Auch das übrig gebliebene Holz findet eine Verwendung. In Bützberg entsteht Biogas in 21 großen Fermentern – das sind 24 Meter tiefe, sechs Meter breite und 4,50 Meter hohe Räume. Mikroorganismen fressen sich unter Luftausschluss durch Hamburgs und Schleswig-Holsteins Biomüll. „Darin landen in der Regel keine Tannenbäume. Der Gasertrag aus den Nadeln ist nicht besonders hoch“, sagt Anke Boisch. Das von den Mikroben ausgeschiedene Gas strömt durch Öffnungen in drei Speicher auf dem Dach, von da aus geht es weiter in eine Aufbereitungsanlage.

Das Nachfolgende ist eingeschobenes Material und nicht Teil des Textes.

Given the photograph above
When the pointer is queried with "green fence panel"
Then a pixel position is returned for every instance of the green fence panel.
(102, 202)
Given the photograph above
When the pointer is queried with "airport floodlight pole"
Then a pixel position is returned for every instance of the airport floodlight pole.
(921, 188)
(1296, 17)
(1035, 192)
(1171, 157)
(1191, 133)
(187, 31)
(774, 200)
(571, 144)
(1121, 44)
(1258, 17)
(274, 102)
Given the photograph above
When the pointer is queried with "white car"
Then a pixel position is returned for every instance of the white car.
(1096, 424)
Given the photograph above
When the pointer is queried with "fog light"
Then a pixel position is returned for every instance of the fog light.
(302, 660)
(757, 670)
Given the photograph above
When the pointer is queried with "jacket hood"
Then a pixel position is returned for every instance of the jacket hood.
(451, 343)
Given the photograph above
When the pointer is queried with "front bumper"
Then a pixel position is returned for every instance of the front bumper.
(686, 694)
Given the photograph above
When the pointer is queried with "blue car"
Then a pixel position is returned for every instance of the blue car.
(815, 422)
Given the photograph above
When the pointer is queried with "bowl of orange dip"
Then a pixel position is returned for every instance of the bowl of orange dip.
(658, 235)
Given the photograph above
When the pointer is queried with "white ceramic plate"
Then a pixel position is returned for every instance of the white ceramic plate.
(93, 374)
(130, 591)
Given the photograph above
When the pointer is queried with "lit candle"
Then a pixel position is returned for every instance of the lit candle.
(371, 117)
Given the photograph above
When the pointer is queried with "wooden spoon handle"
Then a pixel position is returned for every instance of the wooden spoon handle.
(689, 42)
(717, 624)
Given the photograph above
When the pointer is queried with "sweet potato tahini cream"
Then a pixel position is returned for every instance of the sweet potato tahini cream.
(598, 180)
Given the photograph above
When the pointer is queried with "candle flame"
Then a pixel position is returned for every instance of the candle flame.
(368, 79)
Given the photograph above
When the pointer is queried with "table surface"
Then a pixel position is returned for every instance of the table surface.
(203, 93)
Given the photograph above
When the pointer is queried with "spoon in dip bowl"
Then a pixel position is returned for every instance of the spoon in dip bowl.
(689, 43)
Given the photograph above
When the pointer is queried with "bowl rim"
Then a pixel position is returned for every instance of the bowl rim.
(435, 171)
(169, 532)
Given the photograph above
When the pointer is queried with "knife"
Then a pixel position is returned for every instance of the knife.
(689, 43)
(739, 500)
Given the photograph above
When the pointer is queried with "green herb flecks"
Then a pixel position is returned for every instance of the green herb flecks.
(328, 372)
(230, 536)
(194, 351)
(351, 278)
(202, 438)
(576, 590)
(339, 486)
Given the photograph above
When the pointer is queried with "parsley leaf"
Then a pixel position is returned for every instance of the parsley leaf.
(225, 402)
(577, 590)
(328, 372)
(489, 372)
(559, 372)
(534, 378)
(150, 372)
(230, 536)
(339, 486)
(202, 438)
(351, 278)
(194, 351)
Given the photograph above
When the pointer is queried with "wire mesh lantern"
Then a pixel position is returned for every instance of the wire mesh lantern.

In acht Wochen wird Biomüll zum Kompost
Rund 80 Prozent des Biomülls bleiben bei der Gasgewinnung in den Fermentern übrig. Der Rest wird kompostiert – und dabei kommt das Holz der Christbäume wieder ins Spiel. Die nackten Zweige werden als Strukturmaterial genutzt und in den Biomüll dazugegeben. Bei der Kompostierung ist eine gute Sauerstoffversorgung der Mikroorganismen wichtig, damit diese den Müll zersetzen. Das Holz lockert den Kompost auf und sorgt so für eine gute Luftzufuhr.
Acht Wochen dauert es, bis der Bioabfall zum Kompost wird. Er liegt nur wenige Meter von dem Haufen mit den gehäckselten Tannenbäumen entfernt. Die Struktur des fertigen Komposts ist so fein, dass nur hin und wieder einzelne Zweige darin zu erkennen sind. Landwirte kaufen ihn, um ihre Felder zu düngen. Hobbygärtner zerstreuen ihn gern in ihren Blumenbeeten. Ein weiterer Kreis schließt sich.
Noch bis zum Spätsommer wird es dauern, bis von den Weihnachtsbäumen in Bützberg nichts mehr zu sehen ist. So viel steht fest: Die Tannen sind nicht umsonst gestorben. Sie leben in anderer Form weiter und finden ihren Nutzen.